Prankster is one of the criminals who are plaguing Chicago. He has disabled New Western Station which William Cole's brother, Chicago mayor Wallace Cole, was about to reopen. Wallace later learned from the police that Prankster was behind the disabling of New Western Station. Prankster gathers an army of followers who are sympathetic to his cause and broadcasts across Chicago, stating that Wallace is not what he claims to be and has been harboring Tony Zucco. Zucco shoots Prankster in the shoulder, but he survives. Nightwing is relieved to see that the bullets went clean through and Prankster will survive. As police arrive, Nightwing swings away leaving Zucco and Prankster to face justice.
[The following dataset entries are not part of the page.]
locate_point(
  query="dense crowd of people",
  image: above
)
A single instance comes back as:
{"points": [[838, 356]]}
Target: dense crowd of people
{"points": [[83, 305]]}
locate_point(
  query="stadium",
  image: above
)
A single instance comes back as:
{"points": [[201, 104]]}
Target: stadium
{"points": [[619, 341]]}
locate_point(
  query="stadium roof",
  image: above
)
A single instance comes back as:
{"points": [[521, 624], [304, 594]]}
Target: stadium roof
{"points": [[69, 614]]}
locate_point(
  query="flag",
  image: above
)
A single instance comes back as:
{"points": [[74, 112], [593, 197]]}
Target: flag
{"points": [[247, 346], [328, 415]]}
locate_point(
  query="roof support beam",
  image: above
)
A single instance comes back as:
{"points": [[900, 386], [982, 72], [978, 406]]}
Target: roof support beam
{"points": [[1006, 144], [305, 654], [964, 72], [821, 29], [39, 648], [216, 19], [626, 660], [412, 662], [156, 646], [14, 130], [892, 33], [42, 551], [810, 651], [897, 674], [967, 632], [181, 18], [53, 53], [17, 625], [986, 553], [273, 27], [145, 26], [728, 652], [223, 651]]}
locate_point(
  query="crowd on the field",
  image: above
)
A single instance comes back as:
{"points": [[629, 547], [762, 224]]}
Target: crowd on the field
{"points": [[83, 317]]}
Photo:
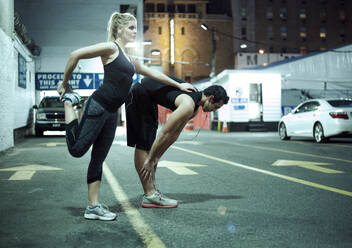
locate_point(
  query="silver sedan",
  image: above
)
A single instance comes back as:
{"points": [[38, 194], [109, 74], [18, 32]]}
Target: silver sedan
{"points": [[319, 119]]}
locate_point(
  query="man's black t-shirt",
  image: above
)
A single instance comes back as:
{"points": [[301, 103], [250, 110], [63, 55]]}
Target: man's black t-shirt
{"points": [[166, 95]]}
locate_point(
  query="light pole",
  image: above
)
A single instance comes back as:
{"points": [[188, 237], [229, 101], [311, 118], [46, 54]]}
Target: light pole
{"points": [[213, 52]]}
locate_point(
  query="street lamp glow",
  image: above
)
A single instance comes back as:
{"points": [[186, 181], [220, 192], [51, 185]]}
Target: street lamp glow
{"points": [[243, 46]]}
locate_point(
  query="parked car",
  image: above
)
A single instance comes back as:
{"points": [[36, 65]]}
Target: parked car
{"points": [[50, 115], [319, 119]]}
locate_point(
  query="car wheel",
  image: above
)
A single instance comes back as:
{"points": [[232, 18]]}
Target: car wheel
{"points": [[283, 132], [319, 133], [38, 132]]}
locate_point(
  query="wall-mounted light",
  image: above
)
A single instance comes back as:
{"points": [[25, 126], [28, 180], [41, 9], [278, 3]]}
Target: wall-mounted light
{"points": [[205, 27], [155, 52]]}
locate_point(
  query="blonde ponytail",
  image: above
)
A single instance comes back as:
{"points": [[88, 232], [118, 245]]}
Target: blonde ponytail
{"points": [[118, 20]]}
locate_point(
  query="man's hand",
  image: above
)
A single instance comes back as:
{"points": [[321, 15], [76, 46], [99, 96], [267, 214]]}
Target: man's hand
{"points": [[187, 87], [147, 170], [63, 88]]}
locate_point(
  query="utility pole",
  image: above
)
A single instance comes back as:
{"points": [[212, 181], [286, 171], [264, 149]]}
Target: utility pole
{"points": [[213, 53]]}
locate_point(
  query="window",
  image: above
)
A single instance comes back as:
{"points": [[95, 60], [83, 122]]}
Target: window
{"points": [[303, 50], [269, 13], [191, 8], [323, 15], [243, 14], [303, 32], [323, 33], [171, 8], [155, 57], [270, 33], [302, 14], [342, 33], [307, 107], [283, 31], [283, 14], [181, 8], [149, 7], [160, 7], [342, 15]]}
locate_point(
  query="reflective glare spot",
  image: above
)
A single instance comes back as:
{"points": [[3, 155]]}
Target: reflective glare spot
{"points": [[231, 227], [222, 210]]}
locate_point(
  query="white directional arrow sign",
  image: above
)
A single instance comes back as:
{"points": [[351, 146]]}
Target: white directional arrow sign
{"points": [[26, 172], [307, 165], [179, 167]]}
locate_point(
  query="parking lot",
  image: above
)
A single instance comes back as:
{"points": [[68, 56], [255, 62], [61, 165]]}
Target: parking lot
{"points": [[235, 190]]}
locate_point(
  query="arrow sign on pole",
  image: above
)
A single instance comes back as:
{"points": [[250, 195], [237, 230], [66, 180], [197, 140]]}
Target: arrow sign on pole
{"points": [[26, 172], [179, 167], [307, 165]]}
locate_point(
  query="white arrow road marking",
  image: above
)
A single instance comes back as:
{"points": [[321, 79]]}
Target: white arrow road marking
{"points": [[87, 81], [189, 142], [54, 144], [179, 167], [26, 172], [307, 165]]}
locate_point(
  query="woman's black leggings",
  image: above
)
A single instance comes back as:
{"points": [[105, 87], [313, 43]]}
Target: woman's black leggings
{"points": [[96, 128]]}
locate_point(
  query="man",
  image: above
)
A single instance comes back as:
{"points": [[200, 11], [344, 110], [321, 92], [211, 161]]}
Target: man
{"points": [[142, 125]]}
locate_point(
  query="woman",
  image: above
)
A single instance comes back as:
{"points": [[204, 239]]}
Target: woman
{"points": [[99, 119]]}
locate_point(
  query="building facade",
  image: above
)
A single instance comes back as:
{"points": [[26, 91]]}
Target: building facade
{"points": [[291, 26], [178, 45]]}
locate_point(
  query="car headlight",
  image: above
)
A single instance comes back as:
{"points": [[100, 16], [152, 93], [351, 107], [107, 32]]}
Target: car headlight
{"points": [[41, 116]]}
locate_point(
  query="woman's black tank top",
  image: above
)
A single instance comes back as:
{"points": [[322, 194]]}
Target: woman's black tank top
{"points": [[118, 74]]}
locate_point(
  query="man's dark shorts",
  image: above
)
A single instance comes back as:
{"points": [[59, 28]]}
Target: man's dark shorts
{"points": [[142, 118]]}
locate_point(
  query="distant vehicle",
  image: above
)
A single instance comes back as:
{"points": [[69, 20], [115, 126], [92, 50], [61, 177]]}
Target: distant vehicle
{"points": [[50, 115], [320, 119]]}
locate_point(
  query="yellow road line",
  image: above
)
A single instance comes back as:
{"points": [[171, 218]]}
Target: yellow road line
{"points": [[149, 238], [288, 178], [280, 150]]}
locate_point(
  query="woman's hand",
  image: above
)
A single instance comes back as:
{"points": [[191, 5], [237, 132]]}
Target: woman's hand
{"points": [[187, 87], [62, 89]]}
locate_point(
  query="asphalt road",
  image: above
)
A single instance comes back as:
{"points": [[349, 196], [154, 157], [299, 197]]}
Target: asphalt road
{"points": [[235, 190]]}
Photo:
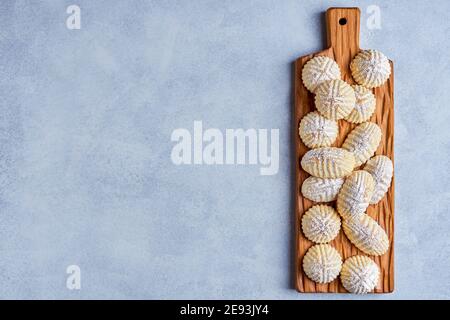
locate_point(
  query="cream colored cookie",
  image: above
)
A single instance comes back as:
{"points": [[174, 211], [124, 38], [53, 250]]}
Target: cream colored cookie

During the Forever Evil storyline, Prankster is among the villains recruited by the Crime Syndicate of America to join the Secret Society of Super Villains.

==Powers and abilities==
Prankster has genius-level intellect.

===Equipment===
The Prankster has an arsenal of trick items that he uses in his crimes. Thanks to Brainiac 13's upgrade on Metropolis, Loomis possesses a new set of advanced tricks. These tricks include: ultrasonic devices that cause a person to laugh uncontrollably, high-voltage joy buzzers, exploding whoopee cushions, and nanobots.

==In other media==
===Television===
- The Prankster appears in The New Adventures of Superman. This version is a member of A.P.E. (Allied Perpetrators of Evil).
- The Prankster appears in the Superman episode "Triple-Play", voiced by Howard Morris.
- An original incarnation of the Prankster appears in Lois & Clark: The New Adventures of Superman, portrayed by Bronson Pinchot. This version is Kyle Griffin, a former weapons designer who was incarcerated five years prior due to an article written by Lois Lane.
- Oswald Loomis appears in The Flash episode "Going Rogue", portrayed by Jesse Reid.

===Video games===
The Prankster appears as a character summon in Scribblenauts Unmasked: A DC Comics Adventure.

===Miscellaneous===
The Prankster appears in Smallville Season 11 #8. This version is a member of Intergang partnered with Mr. Freeze and a former Queen Industries R&D developer who turned to crime after being inspired by his former coworker Toyman.